Primary care monitoring
Monitoring for diabetic kidney disease should be performed as for monitoring of CKD.
Recommended annual number of monitoring checks for people with CKD
Who to refer
Please note that there is not a specific DKD clinic and referral is either to the Diabetes clinic or Renal clinic as outlined below.
Referral to the Diabetes Service should be considered where:
- two consecutive UACR ≥ 70mg/mmol or
- two consecutive UPCR ≥ 100mg/mmol or
- if age<70 and eGFR<45.
Referral to the Renal Services should be considered if a patient with diabetes:
- When there is advanced kidney disease (eGFR <30 mL/minute) requiring discussion of kidney replacement therapy for end-stage kidney disease.
- There is a continuously rising urinary ACR levels and/or continuously declining eGFR, as per guidance on referral criteria on main CKD page: (Sustained decrease in eGFR ≥ 25% AND a change in eGFR category within 12 months OR Sustained decrease in eGFR of ≥ 15 mls/min or 20% rise in serum creatinine within 12 months)
- If there is uncertainty about the aetiology of kidney disease.

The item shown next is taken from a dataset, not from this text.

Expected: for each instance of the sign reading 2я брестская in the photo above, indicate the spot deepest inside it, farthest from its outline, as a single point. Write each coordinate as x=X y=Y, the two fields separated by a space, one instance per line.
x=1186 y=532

- For difficult management issues (anaemia, secondary hyperparathyroidism, significant increases in albuminuria in spite of good BP management, metabolic bone disease, resistant hypertension, or electrolyte disturbances)
How to refer
Routine, urgent and advice referral via SCI-Gateway.
There is 24 hour renal on-call service via the Ninewells Switchboard. (In hours, Monday to Friday, 9 am to 16.30 pm, page #4740. Renal SpR on call until 21.00 pm, Consultant on call overnight, both available via the hospital switchboard.